OKRs (Objectives and Key Results) are a simple tool to create alignment and engagement around measurable goals and one of the keys to successful implementation of OKRs is to separate OKRs from compensation and promotions. Rick Klau, then an executive at Google, is cited in John Doerr’s book:
OKRs are not synonymous with employee evaluations. OKRs are about the company’s goals and how each employee contributes to those goals. Performance evaluations – which are entirely about evaluating how an employee performed in a given period – should be independent from their OKRs. — Rick Klau (Google)1
Most larger organizations already have elaborate processes for goal setting in place, based upon which the annual performance review is conducted. This process goes by different names but features prominently in the human resources (HR) toolkit of most organizations.
The objective of this process is to support career development and encourage the continuous improvement of employees’ skills, competences and contributions to the organization. It is touted as
an opportunity to celebrate achievements,
reflect on where to improve,
get feedback on past performance and, finally,
to realign with the leader on expectations and career development.
As a consequence, the performance management process differs from OKRs both in its purpose and scope, as outlined below:
Aspect
Performance management
Objectives and Key Results (OKR)
Scope
Individual performance
Organization
Purpose
Assess individual performance
Focus and align organization
For this reason, John Doerr suggests to use OKRs only as one input among many for performance reviews.
It is not a legal document upon which to base a performance review but should be just one input used to determine how well an individual is doing. — Andy Grove (Intel)1
In my own implementations of OKRs, I have always defined the OKRs independently from the individual. This means that if a new person had inherited the role of someone, the OKRs would not have changed. But their performance evaluation very well might have been quite different.
In a nutshell
OKRs and performance management serve different purposes. OKRs align the organization around shared goals. Performance management assesses individuals. Keeping them separate lets each do its job.
Why the separation matters
When OKRs are tied to compensation, people set conservative targets they know they can hit. The quarterly review becomes a negotiation about what counts as “achieved” rather than an honest assessment of where the organization stands. Separating OKRs from performance reviews removes this incentive. People set targets based on what the organization needs, not on what is safe to promise.

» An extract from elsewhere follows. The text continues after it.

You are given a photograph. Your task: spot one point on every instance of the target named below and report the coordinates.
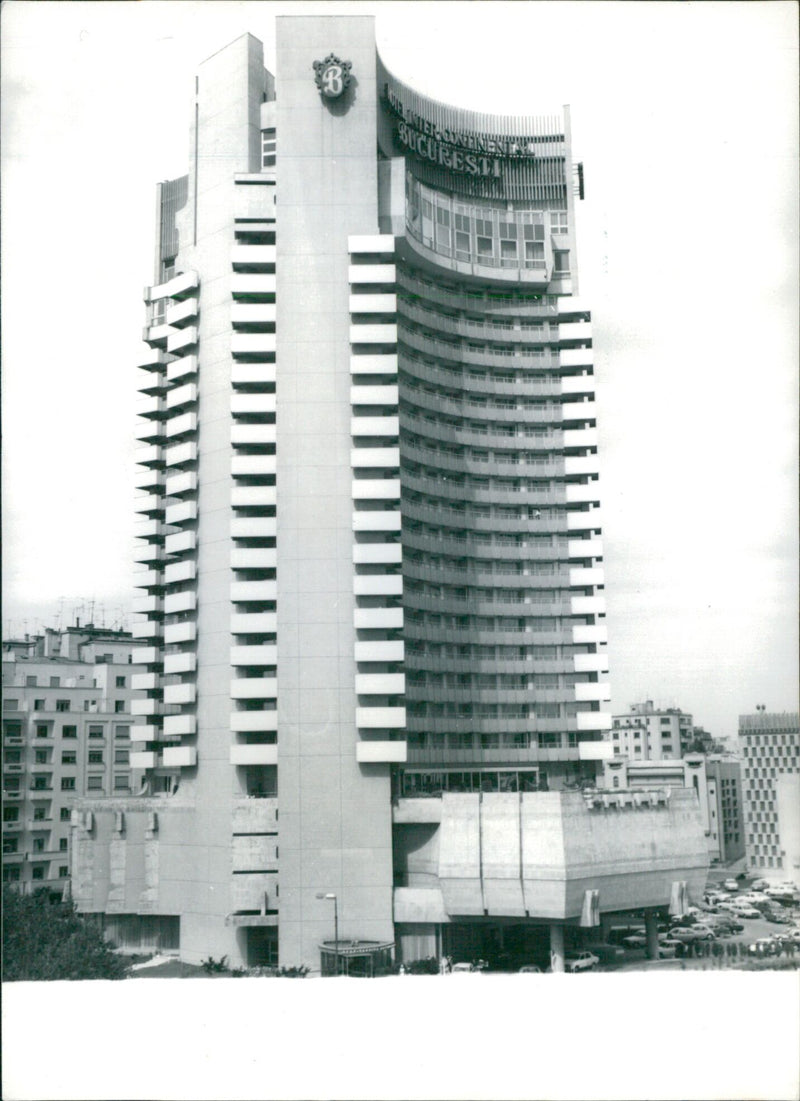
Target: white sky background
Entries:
(686, 118)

This also changes how teams handle missed key results. In a system where OKRs feed directly into bonuses, a missed key result is a career risk. In a system where OKRs are separate, a missed key result is information: the market shifted, the estimate was wrong, or the dependency didn’t hold. Teams can discuss what happened and adjust, rather than scrambling to redefine success after the fact.
Different timeframes, different purposes
Performance reviews typically run on annual cycles. OKRs are set quarterly. This difference matters because an organization that reviews its direction four times a year can correct course when conditions change — a quarter where a key result proves unreachable becomes a signal to reassess, not a failure to explain away twelve months later.
The quarterly cadence also makes OKRs lighter weight. Setting three to five objectives every quarter takes less overhead than the elaborate annual goal-setting process most organizations run through HR. Teams spend less time on the process and more time on the work.
Cross-functional alignment
Performance goals belong to individuals or, at most, to a single team. OKRs can span teams. When two departments share a key result — say, reducing customer onboarding time from fourteen days to three — they have a concrete reason to coordinate. Neither team can claim success alone, which forces the kind of collaboration that org charts and good intentions rarely produce on their own.
This shared ownership also surfaces dependencies. If the engineering team’s OKR depends on a data migration that the platform team owns, that dependency is visible in the OKRs themselves, not buried in a project plan that only one team reads.